Estudo revela relação entre emagrecimento e contratação de mulheres
Pesquisa de Harvard aponta diferença na inserção profissional após o tratamento
Por: Redação
16/08/2026 • 14:00
Um estudo da economista Rebecca Diamond, da Universidade Harvard, aponta que mulheres que começaram a usar medicamentos injetáveis para emagrecimento tiveram 27 pontos percentuais a mais de chance de conseguir um emprego do que aquelas que pretendiam iniciar o tratamento, mas não o fizeram. A pesquisa, publicada em junho pelo National Bureau of Economic Research, ainda não passou por revisão por pares.
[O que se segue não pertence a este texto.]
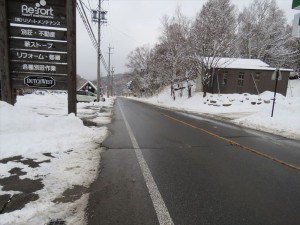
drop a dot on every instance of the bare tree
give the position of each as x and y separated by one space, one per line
173 49
262 32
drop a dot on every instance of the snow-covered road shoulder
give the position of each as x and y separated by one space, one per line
253 111
48 159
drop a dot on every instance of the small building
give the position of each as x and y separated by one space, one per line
235 75
88 86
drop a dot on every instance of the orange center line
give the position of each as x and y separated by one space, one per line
238 144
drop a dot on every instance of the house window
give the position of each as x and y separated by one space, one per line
225 78
257 77
241 79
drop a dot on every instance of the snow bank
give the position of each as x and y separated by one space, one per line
39 128
243 109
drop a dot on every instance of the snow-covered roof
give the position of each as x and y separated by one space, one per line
249 64
88 82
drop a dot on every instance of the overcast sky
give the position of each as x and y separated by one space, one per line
133 23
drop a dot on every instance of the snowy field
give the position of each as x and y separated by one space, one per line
52 154
253 111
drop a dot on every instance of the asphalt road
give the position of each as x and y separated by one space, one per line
166 167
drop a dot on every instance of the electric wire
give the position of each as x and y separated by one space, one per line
87 25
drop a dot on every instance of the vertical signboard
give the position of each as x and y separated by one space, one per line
296 4
39 39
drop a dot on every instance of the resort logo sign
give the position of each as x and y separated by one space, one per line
38 11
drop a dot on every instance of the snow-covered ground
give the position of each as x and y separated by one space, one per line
243 109
64 155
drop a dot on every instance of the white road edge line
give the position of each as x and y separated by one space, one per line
162 212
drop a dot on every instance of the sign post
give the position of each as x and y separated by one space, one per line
296 4
277 76
42 46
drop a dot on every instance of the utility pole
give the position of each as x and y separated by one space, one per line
99 53
109 84
112 81
98 16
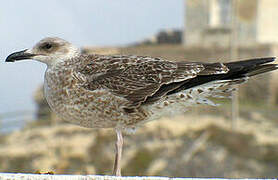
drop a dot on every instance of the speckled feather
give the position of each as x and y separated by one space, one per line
123 92
108 91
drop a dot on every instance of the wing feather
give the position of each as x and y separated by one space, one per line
138 78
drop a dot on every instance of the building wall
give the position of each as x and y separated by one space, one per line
267 26
257 21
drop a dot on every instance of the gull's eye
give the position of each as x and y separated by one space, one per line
47 46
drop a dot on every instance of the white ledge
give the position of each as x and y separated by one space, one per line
19 176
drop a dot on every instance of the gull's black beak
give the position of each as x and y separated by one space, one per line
19 56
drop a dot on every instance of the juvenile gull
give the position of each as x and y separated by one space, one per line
123 92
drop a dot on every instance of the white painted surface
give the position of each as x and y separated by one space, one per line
10 176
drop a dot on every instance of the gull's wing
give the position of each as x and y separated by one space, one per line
137 78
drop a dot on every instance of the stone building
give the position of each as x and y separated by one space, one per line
208 22
208 25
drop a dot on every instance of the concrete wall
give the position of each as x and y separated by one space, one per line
267 27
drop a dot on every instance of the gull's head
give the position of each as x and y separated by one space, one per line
49 50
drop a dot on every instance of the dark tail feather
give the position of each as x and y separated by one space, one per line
237 70
250 67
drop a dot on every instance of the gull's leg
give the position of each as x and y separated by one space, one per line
119 146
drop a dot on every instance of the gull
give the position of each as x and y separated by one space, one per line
125 91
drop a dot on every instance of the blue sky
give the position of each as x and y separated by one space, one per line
82 22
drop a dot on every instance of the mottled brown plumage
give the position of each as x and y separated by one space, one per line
123 92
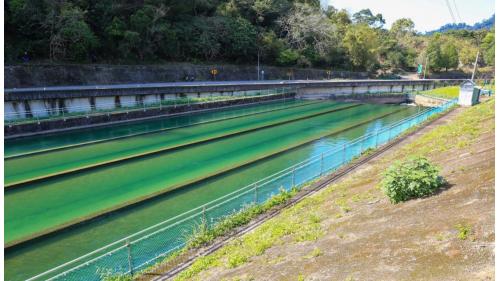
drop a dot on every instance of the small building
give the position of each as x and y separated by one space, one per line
469 94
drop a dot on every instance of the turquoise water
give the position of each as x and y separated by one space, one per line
46 253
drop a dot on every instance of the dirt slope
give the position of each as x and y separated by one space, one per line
359 235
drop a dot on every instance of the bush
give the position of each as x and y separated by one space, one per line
413 178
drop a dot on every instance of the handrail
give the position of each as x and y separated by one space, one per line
161 226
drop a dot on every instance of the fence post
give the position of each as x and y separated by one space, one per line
255 194
204 214
129 251
343 155
321 169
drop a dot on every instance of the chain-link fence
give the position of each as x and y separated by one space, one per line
150 246
13 116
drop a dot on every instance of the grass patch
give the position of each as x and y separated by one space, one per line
316 252
449 92
302 222
464 230
463 130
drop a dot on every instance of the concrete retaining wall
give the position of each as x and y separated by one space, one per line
21 76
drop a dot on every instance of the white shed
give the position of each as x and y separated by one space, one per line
469 94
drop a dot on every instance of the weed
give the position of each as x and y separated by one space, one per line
236 260
413 178
464 230
314 253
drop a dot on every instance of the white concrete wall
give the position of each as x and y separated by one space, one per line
360 90
14 110
128 100
40 108
77 105
151 99
102 103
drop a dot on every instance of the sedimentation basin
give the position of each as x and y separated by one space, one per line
70 193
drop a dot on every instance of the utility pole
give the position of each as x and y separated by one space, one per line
475 66
425 66
258 64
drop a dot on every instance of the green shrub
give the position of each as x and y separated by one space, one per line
413 178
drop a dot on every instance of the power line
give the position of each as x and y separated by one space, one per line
451 11
456 10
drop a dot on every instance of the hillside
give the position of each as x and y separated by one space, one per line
287 33
485 24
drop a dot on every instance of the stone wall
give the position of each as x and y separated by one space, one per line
21 76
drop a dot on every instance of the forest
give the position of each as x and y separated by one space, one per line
297 33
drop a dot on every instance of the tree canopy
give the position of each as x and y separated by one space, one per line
280 32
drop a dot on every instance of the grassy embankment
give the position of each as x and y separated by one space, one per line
303 222
449 92
452 92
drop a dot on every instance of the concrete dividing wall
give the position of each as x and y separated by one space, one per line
103 103
39 102
26 75
77 105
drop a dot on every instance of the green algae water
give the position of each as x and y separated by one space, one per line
37 143
39 165
46 253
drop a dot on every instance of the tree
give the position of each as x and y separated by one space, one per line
239 39
361 43
449 56
365 16
488 48
308 26
403 27
433 52
71 37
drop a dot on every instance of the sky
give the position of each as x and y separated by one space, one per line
426 14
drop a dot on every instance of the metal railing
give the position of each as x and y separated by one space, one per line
151 245
14 116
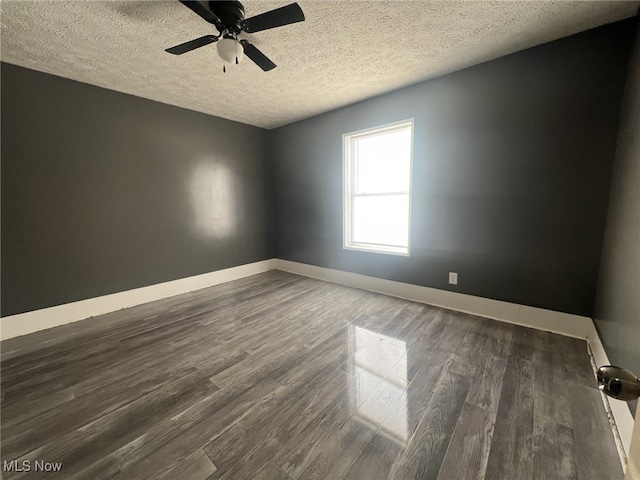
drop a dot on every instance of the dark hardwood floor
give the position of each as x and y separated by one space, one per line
278 376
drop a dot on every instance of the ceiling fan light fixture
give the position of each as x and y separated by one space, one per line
230 49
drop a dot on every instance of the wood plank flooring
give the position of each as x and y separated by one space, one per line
278 376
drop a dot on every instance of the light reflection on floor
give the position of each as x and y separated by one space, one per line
378 393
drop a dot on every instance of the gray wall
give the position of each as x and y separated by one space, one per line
103 192
617 309
512 166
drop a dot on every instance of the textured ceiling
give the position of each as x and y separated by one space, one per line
345 51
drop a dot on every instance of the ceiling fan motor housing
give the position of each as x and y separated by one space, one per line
230 13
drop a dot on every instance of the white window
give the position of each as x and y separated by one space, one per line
377 188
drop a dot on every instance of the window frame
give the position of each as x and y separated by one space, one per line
349 189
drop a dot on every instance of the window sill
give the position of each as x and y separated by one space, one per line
371 248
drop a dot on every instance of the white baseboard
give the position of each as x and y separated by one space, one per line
539 318
556 322
622 417
29 322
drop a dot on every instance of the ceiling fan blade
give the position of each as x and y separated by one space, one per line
274 18
192 45
204 12
257 56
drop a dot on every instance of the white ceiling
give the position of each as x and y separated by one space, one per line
344 52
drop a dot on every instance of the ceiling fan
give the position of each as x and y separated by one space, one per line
228 18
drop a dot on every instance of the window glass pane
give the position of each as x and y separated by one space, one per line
383 162
381 219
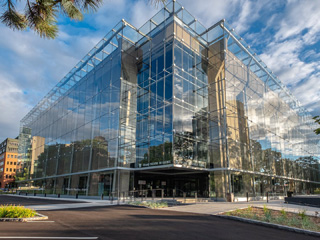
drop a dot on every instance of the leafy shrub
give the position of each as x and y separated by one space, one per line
11 211
150 204
283 213
302 214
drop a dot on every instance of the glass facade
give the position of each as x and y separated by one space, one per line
173 106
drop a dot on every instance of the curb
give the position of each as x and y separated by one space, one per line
37 218
272 225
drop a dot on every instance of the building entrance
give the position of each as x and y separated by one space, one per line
173 182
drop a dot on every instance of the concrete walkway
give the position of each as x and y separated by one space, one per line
214 208
211 208
66 203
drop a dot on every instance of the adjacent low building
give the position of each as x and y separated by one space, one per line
8 162
175 107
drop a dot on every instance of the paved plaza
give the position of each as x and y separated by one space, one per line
99 219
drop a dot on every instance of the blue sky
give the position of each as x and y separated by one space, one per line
284 33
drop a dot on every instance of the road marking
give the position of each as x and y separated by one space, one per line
40 221
81 238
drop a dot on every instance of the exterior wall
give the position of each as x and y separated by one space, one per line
8 162
179 97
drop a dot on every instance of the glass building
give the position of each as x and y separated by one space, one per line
172 105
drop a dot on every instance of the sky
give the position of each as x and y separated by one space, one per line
284 33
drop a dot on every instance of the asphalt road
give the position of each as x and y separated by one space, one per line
127 222
24 201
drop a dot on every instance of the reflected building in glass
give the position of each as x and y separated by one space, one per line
174 106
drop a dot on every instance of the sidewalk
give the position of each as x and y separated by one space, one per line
211 208
214 208
74 202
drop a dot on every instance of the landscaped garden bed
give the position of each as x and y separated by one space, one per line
296 220
152 205
19 213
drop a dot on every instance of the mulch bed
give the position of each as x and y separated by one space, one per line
297 220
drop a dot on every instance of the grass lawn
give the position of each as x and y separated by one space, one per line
297 220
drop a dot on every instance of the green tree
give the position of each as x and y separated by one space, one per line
41 15
317 120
A análise acompanhou mulheres americanas entre 25 e 61 anos com perfis socioeconômicos, renda e histórico de saúde semelhantes. Após um ano e meio, o aumento na inserção profissional foi observado principalmente entre participantes que estavam desempregadas ou fora da força de trabalho. Entre as solteiras, a probabilidade de casamento ou de passar a viver com um parceiro também cresceu 29 pontos percentuais.
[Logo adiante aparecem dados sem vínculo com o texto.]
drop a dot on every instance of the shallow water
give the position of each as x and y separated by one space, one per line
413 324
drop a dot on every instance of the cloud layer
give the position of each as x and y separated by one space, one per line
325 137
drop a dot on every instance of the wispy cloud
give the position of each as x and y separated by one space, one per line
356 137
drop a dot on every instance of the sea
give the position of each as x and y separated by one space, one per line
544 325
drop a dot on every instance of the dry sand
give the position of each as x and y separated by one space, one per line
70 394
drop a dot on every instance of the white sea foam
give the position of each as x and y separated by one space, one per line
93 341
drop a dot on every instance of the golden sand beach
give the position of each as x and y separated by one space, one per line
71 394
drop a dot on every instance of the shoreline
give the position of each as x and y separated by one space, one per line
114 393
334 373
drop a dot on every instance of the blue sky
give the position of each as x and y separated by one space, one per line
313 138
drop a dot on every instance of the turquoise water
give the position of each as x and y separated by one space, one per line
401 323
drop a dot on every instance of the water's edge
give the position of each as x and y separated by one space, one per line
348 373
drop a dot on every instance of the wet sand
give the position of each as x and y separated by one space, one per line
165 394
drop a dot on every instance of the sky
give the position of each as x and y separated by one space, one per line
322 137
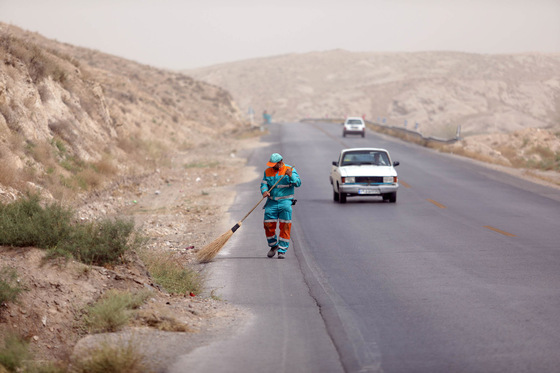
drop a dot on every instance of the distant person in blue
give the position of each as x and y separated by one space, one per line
278 207
267 118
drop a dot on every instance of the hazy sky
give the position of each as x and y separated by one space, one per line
179 34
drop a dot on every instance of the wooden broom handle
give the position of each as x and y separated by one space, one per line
258 203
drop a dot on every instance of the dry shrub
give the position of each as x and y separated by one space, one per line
88 179
105 167
44 93
9 116
160 318
42 153
9 176
541 151
63 128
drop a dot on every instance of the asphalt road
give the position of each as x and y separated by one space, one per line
462 274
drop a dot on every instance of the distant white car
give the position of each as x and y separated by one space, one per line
354 126
364 172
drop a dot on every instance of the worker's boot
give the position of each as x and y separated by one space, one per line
272 251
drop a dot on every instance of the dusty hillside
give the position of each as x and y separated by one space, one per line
508 106
71 118
439 90
112 137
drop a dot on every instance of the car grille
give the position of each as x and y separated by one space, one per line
369 179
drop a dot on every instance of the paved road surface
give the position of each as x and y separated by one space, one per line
462 274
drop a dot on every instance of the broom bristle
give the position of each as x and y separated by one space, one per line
208 252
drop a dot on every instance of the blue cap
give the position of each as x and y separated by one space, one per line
274 158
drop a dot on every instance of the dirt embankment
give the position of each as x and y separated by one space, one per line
180 208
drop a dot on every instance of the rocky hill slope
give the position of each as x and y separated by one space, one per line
71 118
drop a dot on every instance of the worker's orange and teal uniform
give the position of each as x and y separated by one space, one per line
278 208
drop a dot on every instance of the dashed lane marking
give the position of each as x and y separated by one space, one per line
499 231
437 204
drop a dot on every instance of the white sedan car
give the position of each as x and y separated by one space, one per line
354 126
364 172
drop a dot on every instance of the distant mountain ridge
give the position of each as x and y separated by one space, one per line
437 90
68 113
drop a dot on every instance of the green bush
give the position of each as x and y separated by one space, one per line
124 358
101 243
172 275
111 312
14 352
26 223
9 286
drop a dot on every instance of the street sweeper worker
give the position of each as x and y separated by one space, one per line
278 207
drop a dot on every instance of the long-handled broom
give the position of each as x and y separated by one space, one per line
208 252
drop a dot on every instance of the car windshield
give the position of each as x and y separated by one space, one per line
365 158
354 121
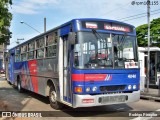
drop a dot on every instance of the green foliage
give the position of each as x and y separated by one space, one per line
5 20
142 32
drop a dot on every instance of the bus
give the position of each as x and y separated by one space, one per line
154 71
82 63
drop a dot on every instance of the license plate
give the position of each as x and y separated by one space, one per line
113 99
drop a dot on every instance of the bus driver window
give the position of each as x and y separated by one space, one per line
76 60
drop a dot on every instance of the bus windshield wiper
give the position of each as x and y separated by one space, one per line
95 32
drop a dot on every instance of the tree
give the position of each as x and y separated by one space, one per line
5 20
142 32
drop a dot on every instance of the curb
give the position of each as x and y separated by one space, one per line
150 98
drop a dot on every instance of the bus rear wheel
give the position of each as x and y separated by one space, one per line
19 86
53 99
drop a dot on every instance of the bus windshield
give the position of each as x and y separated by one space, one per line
99 50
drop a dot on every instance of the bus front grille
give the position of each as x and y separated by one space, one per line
112 88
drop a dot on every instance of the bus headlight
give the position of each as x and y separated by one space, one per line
134 86
94 88
88 89
129 87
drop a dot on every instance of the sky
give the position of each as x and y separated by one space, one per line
58 12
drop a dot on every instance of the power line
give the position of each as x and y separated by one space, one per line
116 9
141 16
137 15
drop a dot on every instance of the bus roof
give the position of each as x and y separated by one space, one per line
73 21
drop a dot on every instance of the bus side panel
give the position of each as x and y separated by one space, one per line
11 69
32 65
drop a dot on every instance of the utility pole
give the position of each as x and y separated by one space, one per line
44 25
148 19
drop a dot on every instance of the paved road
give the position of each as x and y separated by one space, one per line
12 100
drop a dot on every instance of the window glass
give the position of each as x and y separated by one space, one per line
31 46
40 43
40 53
31 55
23 49
51 51
51 39
24 57
18 51
17 57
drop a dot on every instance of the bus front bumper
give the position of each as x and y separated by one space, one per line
104 99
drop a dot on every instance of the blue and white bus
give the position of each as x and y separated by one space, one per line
82 63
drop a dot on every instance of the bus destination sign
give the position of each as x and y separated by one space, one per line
116 28
106 26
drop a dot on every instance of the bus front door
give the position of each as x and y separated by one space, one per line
11 68
66 71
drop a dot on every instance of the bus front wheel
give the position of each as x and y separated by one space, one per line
19 86
53 99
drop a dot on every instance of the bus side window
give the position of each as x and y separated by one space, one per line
51 45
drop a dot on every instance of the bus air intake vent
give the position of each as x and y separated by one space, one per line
113 88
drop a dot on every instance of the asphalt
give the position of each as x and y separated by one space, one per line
153 92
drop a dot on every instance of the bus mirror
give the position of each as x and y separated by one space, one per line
72 38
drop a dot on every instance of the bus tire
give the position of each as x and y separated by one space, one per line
53 99
19 87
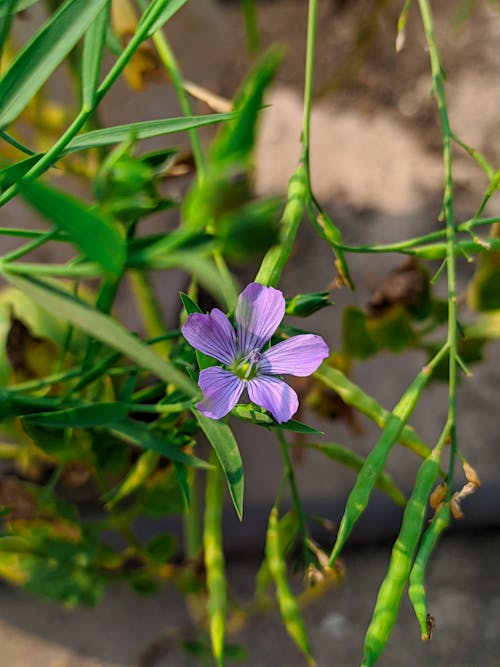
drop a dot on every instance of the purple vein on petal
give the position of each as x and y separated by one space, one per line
274 395
259 312
299 356
221 391
211 334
Apesar dos resultados, Diamond alerta para o risco de aumento das desigualdades, já que o alto custo de medicamentos agonistas de GLP-1, como Ozempic, Mounjaro e Wegovy, pode restringir o acesso às mulheres de menor renda. No Brasil, estudos relacionam a obesidade a salários menores entre mulheres e apontam forte pressão estética no ambiente profissional.
Leia também:
Adeus às injeções? Nova pílula para emagrecer é aprovada na Europa
Anvisa proíbe chá e produtos que prometem efeito emagrecedor
Um levantamento do Plano de Menina e da The Body Shop mostrou que 69% das brasileiras já sentiram pressão estética no trabalho, enquanto 68% apontaram o peso como um dos principais fatores. Os dados reforçam o debate sobre o impacto da aparência nas oportunidades profissionais e sobre as desigualdades no acesso aos tratamentos para emagrecimento.